Assistência social e microcrédito
O governo do Estado também auxilia quem precisa, por meio do programa Família Paranaense. Hoje 156 municípios são considerados prioritários por apresentarem indicadores sociais mais preocupantes. A coordenadora do programa no Estado, Letícia Reis, destaca que a proposta consiste na implantação de comitês intersetoriais compostos por representantes dos setores da saúde, educação, assistência social, agricultura e trabalho e no desenvolvimento de um plano de ação para os beneficiados.

O programa foi criado em 2012 e, além da assistência social, oferece microcrédito e palestras para famílias com perfil empreendedor. Os valores de crédito variam entre R$ 300 e R$ 4 mil. Projetos estratégicos desenvolvidos junto com o Emater (Instituto Paranaense de Assistência Técnica e Extensão Rural) incentivam a produção de hortaliças, por exemplo. "Dessa forma, eles podem se alimentar melhor e ainda vender a produção excedente", explica.

Na região de Londrina, os municípios prioritários são Tamarana, Alvorada do Sul e Centenário do Sul.
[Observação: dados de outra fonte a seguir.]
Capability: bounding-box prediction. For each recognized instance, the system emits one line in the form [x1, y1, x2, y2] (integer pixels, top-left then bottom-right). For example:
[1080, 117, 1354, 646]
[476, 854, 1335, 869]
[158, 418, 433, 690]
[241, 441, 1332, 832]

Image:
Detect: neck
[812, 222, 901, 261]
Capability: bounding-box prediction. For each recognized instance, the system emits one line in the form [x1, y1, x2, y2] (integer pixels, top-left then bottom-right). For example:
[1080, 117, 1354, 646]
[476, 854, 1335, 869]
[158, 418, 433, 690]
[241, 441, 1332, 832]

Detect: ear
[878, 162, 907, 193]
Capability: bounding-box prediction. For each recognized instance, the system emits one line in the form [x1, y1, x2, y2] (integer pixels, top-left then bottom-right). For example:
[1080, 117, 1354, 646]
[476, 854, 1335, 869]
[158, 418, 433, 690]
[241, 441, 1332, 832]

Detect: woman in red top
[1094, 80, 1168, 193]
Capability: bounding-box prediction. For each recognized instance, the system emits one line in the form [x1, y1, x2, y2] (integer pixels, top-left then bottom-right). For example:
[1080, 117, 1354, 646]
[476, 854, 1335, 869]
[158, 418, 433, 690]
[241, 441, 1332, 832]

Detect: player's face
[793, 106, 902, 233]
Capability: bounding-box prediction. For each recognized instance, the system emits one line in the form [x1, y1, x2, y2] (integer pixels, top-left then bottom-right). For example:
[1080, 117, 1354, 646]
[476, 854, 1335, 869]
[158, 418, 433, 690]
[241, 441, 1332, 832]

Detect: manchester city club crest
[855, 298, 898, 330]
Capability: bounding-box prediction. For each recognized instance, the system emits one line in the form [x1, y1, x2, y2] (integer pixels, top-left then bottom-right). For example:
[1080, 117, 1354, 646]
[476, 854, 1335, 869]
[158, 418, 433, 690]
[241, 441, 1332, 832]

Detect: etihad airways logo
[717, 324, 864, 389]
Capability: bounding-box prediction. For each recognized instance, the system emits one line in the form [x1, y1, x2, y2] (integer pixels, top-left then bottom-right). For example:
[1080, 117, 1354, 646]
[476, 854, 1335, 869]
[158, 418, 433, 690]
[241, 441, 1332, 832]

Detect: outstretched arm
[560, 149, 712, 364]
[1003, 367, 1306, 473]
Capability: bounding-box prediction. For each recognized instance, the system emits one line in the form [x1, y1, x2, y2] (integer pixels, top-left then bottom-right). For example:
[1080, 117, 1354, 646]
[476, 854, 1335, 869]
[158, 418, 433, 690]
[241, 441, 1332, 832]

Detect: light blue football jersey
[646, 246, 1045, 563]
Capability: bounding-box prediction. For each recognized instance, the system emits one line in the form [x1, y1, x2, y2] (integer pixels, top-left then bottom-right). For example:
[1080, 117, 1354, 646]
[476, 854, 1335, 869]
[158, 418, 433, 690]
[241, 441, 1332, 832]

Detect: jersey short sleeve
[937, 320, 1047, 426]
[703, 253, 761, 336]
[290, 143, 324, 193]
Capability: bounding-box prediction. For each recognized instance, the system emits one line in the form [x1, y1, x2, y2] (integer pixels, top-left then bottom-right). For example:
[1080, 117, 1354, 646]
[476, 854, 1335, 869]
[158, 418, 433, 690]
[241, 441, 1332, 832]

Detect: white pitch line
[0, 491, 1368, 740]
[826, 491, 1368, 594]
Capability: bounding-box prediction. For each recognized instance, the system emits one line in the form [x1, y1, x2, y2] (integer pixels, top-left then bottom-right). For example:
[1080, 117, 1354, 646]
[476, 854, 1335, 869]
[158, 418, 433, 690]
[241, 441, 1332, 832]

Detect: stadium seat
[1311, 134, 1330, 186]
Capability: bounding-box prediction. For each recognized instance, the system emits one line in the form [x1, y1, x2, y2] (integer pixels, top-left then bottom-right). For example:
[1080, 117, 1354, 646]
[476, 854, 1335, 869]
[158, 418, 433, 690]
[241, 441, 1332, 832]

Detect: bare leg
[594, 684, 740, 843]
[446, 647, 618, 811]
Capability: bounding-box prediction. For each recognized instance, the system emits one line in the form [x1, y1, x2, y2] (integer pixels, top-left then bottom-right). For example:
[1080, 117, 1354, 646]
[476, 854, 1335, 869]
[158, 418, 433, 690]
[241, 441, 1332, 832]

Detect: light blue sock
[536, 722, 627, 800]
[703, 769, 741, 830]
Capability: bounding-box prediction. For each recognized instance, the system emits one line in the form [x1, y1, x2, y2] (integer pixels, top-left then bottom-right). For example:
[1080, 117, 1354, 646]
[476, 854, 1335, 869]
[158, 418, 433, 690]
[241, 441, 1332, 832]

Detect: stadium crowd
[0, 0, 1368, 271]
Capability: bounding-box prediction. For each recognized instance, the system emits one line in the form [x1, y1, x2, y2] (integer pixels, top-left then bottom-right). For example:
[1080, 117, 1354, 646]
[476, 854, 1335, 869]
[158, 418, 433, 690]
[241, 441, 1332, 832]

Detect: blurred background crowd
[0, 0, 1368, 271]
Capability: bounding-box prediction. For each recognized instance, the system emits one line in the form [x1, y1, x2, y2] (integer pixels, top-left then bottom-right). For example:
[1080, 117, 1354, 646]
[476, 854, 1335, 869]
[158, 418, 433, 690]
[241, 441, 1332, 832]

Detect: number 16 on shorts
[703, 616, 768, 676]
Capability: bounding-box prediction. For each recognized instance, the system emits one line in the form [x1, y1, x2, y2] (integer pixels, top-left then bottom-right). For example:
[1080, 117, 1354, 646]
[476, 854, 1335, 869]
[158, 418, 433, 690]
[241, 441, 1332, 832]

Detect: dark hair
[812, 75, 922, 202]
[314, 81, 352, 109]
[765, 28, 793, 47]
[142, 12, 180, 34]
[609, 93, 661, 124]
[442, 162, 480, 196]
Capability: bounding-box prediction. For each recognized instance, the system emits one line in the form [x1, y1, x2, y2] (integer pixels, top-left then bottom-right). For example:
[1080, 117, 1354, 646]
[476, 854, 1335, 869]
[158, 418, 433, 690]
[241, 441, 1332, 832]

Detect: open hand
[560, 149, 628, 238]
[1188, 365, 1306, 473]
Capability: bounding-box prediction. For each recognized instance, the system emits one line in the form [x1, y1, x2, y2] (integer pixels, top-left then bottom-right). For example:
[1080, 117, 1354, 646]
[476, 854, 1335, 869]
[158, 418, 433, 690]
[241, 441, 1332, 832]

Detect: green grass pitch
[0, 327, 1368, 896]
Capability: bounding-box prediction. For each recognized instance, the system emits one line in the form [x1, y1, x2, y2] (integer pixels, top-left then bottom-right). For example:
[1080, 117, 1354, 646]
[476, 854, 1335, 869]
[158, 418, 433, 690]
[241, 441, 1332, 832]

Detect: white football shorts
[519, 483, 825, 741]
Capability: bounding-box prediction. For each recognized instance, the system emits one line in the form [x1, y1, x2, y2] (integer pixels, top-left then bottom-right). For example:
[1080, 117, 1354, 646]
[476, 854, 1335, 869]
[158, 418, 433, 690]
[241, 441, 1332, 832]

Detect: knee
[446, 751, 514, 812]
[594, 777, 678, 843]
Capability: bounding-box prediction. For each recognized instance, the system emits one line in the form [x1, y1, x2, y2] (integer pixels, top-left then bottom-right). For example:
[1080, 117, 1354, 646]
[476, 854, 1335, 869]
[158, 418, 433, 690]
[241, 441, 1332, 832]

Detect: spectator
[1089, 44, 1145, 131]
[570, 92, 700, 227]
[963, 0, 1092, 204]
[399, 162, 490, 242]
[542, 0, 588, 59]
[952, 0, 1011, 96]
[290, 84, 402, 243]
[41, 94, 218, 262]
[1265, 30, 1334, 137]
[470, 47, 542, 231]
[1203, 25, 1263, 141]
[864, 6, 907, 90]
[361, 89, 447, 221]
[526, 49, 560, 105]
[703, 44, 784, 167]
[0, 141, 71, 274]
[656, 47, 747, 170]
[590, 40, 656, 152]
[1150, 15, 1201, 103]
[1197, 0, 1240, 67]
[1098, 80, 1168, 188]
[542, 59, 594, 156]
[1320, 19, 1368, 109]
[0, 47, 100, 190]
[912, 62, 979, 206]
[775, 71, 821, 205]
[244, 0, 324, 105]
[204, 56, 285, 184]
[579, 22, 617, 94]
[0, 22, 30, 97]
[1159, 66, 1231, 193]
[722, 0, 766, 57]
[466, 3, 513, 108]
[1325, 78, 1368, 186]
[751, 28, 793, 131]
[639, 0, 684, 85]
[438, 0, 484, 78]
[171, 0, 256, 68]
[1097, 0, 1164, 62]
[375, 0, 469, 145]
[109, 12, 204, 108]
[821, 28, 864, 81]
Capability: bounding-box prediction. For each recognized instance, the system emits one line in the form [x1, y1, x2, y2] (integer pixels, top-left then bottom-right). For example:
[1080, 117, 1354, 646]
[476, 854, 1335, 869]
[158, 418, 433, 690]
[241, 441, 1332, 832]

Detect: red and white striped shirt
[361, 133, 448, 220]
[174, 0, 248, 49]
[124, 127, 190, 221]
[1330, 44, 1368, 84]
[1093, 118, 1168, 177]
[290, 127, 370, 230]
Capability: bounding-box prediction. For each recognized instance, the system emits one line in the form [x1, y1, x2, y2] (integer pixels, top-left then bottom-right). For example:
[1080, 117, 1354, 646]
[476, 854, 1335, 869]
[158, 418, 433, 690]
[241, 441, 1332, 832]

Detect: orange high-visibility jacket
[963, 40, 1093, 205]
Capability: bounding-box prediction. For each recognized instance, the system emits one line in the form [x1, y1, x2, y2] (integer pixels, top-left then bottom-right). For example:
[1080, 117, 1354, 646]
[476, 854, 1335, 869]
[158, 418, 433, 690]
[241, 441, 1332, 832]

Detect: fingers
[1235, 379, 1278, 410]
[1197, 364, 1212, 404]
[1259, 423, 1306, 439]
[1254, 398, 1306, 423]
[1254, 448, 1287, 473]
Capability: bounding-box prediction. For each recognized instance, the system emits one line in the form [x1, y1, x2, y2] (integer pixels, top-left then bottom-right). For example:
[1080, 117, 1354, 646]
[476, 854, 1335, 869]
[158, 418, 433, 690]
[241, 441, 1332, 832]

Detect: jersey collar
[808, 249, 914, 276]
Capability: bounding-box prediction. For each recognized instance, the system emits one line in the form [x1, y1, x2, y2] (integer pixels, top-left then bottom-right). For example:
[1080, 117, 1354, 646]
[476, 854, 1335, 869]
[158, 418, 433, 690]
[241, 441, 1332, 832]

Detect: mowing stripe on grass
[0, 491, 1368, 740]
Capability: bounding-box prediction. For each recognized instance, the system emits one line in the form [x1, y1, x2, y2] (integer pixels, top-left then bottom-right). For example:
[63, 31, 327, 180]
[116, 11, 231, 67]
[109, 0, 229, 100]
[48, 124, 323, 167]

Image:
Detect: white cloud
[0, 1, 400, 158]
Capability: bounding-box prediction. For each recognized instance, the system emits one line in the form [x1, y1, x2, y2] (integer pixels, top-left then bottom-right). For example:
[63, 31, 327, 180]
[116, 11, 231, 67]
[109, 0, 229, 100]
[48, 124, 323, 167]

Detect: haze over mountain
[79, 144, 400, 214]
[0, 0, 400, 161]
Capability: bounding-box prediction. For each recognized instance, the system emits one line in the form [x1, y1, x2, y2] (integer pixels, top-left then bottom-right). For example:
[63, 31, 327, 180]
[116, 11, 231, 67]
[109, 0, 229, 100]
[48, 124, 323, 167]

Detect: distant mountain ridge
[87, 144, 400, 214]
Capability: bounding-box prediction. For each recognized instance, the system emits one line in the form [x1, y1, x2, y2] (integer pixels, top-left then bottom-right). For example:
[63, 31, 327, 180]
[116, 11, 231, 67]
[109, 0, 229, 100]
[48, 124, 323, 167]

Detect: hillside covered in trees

A coordenadora do Cras (Centro de Referência de Assistência Social) em Alvorada do Sul, Vanessa Solcia, ressalta que o trabalho é realizado por meio de reuniões com as famílias beneficiadas, visitas domiciliares e avaliações do trabalho com os integrantes dos comitês intersetoriais.

Segundo ela, o último projeto desenvolvido, "Retrato da Família Paranaense", melhorou a socialização entre os moradores. "São temas que surgem a partir do interesse dessas famílias. [...] A meta do Família Paranaense no município é atender, pelo menos, 120 famílias. Hoje 98 são beneficiadas", comenta. Aproximadamente 40 famílias participam dos encontros mensais no Cras. (V.C.)